Lacio v. Da Kitchen Express

PAUL M. LACIO, Claimant-Appellant
v.
DA KITCHEN EXPRESS, and WORKCOMP HAWAI`I INS. CO., INC., and FIRST INSURANCE CO. OF HAWAI`I, LTD., Employer/Insurance Carrier/Third Party Administrator-Appellee

No. 29383

Intermediate Court of Appeals of Hawaii.

September 14, 2009.

On the briefs:

Gerald T. Johnson, for Claimant-Appellant.

Kenneth T. Goya, Steven L. Goto, (Ayabe, Chong, Nishimoto, Sia & Nakamura, LLLP) for Employer/Insurance Carrier/Third Party Administrator-Appellee

SUMMARY DISPOSITION ORDER

FOLEY, Presiding Judge, NAKAMURA, and FUJISE, JJ.

In this workers' compensation case, Claimant-Appellant Paul M. Lacio (Lacio) appeals from the Decision and Order entered by the Labor and Industrial Relations Appeals Board (LIRAB) on August 26, 2008, in favor of Employer/Insurance Carrier/Third Party Administrator-Appellee Da Kitchen Express, Workcomp Hawai`i Insurance Co., Inc., and First Insurance Company of Hawai`i, Ltd. (collectively referred to as "Employer") . The Decision and Order affirmed the denial of Lacio's workers' compensation claim by the Director of the Department of Labor and Industrial Relations.

On appeal, Lacio challenges the LIRAB's determination that the injury to his right elbow was not work-related. Lacio's sole argument is that the LIRAB erred in crediting evidence presented by Employer rather than the evidence Lacio presented. In particular, Lacio contends that the LIRAB erred in crediting Employer's medical expert rather than evidence from Lacio's treating physicians. We affirm.

I.

Lacio began working as a prep cook trainee for Da Kitchen Express on August 8, 2005. As a new trainee, Lacio was not assigned a specific task or job, but was directed to observe, learn from, and assist other employees upon request. On September 9 and 10, 2005, Lacio called in sick. Lacio told co-workers that he had injured his elbow and arm while playing football and had exacerbated the injury while lifting weights. Lacio's co-workers asserted that Lacio never stated that he injured his right elbow at work.
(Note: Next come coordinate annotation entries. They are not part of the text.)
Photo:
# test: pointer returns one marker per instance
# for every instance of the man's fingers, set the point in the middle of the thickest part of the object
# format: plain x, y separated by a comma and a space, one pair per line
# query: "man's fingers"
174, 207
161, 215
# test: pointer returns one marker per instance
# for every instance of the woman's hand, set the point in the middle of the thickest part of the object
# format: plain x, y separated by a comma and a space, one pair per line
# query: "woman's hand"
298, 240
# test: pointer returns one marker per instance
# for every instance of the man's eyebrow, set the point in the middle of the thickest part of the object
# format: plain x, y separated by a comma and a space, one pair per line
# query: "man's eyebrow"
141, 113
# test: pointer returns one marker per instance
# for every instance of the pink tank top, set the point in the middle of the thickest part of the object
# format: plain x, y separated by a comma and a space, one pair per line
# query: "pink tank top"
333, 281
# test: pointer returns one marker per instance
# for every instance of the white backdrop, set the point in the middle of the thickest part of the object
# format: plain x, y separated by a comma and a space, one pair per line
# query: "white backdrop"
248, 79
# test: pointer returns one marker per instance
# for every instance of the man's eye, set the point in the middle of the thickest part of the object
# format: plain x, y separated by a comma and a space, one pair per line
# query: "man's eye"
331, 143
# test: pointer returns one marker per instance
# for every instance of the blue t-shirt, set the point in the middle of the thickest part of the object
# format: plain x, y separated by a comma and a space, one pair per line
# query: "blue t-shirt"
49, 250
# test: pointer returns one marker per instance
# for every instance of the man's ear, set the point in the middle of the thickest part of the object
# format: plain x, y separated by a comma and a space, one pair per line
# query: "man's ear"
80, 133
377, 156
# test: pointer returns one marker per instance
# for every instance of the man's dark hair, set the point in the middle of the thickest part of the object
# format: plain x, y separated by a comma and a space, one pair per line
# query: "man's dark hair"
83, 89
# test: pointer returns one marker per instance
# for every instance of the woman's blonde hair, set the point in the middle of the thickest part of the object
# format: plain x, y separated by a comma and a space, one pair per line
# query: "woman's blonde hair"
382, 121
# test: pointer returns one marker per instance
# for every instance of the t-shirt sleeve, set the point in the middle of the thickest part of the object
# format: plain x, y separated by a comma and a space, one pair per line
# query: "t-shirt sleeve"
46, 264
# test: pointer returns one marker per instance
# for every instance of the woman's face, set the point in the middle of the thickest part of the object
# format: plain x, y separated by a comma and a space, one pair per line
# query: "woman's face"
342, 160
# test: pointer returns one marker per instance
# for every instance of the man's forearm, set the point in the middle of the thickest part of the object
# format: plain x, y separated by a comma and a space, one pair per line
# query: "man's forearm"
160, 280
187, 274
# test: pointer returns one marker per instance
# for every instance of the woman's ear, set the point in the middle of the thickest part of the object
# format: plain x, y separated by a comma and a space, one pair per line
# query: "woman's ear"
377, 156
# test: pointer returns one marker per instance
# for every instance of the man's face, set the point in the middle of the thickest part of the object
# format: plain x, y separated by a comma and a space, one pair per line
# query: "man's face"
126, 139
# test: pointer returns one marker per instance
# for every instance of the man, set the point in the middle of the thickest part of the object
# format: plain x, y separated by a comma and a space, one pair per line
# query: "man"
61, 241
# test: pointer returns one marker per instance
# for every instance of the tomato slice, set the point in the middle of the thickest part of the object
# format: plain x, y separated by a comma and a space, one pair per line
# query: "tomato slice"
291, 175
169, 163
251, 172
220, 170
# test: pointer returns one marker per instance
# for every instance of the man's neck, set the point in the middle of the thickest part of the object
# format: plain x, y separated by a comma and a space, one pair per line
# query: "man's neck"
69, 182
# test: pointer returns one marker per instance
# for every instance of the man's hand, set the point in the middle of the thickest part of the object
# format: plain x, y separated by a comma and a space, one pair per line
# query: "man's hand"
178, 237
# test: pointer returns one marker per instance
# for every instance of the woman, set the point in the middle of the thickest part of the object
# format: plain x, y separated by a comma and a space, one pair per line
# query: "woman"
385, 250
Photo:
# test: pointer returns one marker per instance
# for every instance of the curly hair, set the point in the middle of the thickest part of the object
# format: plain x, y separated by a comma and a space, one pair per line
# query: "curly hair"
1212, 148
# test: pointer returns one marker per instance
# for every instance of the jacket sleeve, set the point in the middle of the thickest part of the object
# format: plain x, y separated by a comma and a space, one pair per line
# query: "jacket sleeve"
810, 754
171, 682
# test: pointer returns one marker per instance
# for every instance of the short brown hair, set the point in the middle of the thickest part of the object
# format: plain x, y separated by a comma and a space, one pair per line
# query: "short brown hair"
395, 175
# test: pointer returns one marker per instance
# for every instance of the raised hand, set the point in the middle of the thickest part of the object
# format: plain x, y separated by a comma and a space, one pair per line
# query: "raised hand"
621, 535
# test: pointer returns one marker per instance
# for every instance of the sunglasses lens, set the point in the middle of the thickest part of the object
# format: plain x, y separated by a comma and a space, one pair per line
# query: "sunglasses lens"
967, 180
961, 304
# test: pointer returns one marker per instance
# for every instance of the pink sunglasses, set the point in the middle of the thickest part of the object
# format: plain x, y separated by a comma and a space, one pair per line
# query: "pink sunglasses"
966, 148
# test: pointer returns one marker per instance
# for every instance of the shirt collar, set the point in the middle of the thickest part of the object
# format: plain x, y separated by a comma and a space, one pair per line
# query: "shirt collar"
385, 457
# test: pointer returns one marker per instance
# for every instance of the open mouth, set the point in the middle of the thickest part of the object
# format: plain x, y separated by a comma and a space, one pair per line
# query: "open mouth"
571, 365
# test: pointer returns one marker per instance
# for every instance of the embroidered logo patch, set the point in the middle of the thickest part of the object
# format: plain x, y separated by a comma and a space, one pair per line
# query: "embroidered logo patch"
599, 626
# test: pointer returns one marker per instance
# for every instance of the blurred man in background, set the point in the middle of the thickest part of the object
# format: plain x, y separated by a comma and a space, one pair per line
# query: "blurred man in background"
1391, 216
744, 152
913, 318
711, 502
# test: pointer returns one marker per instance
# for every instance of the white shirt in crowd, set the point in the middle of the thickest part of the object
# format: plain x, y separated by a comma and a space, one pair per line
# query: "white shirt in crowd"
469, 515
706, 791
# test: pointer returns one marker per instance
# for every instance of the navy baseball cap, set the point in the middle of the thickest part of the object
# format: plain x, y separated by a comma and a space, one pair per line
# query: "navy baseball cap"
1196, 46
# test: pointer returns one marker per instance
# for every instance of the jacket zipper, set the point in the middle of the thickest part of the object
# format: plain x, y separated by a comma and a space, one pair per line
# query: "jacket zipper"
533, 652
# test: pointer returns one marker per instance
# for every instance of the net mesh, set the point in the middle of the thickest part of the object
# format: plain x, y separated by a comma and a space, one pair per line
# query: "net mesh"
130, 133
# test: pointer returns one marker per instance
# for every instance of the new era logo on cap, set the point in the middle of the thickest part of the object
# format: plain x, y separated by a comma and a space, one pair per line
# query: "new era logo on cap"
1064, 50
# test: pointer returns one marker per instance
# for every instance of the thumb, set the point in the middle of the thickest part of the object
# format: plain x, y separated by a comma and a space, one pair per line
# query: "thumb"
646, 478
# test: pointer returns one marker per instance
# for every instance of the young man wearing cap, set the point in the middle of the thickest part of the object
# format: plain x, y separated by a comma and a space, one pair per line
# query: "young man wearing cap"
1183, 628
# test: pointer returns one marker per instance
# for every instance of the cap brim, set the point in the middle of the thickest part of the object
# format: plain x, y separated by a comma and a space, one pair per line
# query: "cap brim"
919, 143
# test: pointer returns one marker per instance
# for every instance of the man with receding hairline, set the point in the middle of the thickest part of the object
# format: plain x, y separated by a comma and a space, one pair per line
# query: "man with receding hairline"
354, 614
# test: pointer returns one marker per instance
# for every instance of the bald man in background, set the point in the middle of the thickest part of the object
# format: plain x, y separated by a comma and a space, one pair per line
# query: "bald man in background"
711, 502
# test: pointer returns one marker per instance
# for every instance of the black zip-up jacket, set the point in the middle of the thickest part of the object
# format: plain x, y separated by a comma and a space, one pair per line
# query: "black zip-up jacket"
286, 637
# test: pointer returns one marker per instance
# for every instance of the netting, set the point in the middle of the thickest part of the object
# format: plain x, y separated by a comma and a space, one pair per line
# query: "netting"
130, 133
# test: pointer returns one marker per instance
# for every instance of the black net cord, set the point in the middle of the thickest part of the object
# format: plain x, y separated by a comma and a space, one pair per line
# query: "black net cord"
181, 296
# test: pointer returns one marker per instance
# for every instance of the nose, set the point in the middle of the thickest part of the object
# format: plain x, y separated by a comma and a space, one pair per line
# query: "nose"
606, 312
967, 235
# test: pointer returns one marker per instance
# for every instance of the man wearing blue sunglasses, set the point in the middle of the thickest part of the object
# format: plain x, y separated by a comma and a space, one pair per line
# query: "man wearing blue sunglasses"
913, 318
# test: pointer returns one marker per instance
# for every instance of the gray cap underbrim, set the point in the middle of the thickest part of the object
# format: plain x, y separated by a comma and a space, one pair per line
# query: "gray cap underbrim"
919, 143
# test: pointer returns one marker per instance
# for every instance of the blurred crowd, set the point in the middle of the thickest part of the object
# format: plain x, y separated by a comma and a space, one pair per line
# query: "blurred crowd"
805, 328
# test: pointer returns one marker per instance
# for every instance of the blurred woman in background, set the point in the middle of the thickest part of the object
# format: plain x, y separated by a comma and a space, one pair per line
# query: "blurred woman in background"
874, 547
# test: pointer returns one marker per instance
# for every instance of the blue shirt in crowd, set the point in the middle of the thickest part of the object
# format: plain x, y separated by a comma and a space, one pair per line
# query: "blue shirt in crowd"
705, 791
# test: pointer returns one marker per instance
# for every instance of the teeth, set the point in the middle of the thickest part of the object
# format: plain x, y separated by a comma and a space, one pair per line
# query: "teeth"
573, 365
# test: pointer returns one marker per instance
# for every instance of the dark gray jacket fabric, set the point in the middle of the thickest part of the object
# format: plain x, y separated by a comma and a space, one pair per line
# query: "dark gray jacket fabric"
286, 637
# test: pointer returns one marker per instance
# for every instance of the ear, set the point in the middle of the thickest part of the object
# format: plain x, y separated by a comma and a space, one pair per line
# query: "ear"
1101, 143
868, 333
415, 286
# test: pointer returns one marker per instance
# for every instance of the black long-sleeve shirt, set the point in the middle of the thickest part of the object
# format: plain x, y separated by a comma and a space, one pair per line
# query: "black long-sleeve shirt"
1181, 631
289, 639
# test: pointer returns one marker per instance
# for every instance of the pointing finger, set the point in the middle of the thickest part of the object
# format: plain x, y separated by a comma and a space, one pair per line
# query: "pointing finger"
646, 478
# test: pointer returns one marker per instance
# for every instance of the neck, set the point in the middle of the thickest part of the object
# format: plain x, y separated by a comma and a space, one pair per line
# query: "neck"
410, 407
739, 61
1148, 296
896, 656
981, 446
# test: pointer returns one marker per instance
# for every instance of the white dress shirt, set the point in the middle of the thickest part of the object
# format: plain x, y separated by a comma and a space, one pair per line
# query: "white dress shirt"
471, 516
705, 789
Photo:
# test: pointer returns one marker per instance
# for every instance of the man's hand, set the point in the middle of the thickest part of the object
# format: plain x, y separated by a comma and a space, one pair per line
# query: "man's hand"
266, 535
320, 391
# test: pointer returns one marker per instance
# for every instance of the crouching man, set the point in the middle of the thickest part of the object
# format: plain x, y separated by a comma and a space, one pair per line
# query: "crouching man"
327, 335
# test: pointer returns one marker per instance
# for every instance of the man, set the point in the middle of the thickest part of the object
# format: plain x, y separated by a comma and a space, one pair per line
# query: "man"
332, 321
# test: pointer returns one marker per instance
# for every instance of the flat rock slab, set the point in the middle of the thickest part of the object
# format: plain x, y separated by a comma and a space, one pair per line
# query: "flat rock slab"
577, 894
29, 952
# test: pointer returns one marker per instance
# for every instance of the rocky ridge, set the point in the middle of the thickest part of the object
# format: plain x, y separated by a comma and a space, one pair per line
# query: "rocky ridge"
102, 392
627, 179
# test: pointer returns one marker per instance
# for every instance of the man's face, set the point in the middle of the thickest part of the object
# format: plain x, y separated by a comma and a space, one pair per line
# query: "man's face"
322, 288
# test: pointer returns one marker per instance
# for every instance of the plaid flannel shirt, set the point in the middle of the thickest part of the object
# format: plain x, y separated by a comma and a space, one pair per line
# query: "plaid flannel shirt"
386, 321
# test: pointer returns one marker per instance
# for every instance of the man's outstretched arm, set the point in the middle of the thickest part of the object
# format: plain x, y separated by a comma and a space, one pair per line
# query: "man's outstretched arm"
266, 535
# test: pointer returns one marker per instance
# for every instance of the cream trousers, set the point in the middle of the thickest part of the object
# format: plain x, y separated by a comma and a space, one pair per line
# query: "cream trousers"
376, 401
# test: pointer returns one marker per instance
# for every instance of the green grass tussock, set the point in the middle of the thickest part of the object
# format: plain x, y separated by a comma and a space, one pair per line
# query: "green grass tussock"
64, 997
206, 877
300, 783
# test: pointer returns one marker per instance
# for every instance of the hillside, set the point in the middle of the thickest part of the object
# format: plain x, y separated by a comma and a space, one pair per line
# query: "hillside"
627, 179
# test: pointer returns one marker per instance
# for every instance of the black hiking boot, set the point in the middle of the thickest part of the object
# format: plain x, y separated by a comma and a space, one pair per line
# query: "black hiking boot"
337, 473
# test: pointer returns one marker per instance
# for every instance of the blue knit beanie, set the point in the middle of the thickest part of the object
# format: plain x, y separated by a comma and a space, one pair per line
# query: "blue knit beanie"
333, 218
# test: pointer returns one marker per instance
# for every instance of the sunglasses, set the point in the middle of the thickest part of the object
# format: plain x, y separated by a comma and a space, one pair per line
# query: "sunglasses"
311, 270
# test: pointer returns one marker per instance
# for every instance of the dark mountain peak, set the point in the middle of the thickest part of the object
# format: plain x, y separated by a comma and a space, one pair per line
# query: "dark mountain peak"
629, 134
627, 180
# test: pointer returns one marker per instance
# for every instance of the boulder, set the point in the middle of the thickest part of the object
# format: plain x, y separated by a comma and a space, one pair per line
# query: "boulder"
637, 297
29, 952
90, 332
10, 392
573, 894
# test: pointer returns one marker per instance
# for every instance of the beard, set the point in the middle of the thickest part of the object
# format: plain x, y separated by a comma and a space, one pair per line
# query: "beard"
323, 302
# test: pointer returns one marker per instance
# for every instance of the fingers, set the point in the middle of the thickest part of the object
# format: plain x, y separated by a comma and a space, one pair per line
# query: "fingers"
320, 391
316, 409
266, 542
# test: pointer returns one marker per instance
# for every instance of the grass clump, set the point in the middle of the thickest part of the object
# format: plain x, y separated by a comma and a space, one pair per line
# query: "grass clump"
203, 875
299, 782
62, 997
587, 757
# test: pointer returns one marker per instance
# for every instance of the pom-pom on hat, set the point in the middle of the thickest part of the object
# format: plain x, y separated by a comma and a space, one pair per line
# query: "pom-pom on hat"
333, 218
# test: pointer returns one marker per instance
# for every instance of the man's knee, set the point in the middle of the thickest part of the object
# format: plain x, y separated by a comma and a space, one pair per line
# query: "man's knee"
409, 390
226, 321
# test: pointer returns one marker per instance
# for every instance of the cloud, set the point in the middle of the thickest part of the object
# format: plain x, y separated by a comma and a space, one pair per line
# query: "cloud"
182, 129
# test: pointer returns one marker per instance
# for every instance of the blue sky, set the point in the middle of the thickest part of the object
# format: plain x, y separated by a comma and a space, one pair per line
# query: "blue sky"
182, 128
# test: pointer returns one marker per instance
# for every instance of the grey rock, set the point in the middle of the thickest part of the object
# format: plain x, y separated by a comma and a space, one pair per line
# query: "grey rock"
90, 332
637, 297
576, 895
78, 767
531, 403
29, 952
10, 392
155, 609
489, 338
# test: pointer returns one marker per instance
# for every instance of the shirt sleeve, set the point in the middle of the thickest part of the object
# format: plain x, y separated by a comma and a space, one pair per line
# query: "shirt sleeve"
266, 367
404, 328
Lacio's last day at work was September 14, 2005. On November 2, 2005, Lacio filed a claim for workers' compensation, claiming that he sustained an injury to his right elbow on August 29, 2005. Lacio first visited a physician for treatment regarding his elbow on November 23, 2005.

II.

Lacio argues that the LIRAB erred in crediting Employer's medical expert, who opined that Lacio's claimed right elbow injury was not work-related, instead of the evidence Lacio presented. We disagree.

In reviewing a decision of the LIRAB, "we give deference to the LIRAB's assessment of the credibility of witnesses and the weight the LIRAB gives to the evidence." Moi v. State of Hawai`i, Dept. of Public Safety, 118 Hawai`i 239, 242, 188 P.3d 753, 756 (App. 2008).

It is well established that courts decline to consider the weight of the evidence to ascertain whether it weighs in favor of the administrative findings, or to review the agency's findings of fact by passing upon the credibility of witnesses or conflicts in testimony, especially the findings of an expert agency dealing with a specialized field.

Id. (quoting Nakamura v. State, 98 Hawai`i 263, 268, 47 P.3d 730, 735 (2002)).

The LIRAB was entitled to credit the opinion of the medical expert and the other evidence presented by Employer over any conflicting evidence presented by Lacio. The LIRAB did not err in concluding that the statutory presumption of compensability that attaches to workers' compensation claims had been rebutted or overcome by substantial evidence presented by Employer.

III.

We affirm the Decision and Order entered by the LIRAB on August 26, 2008.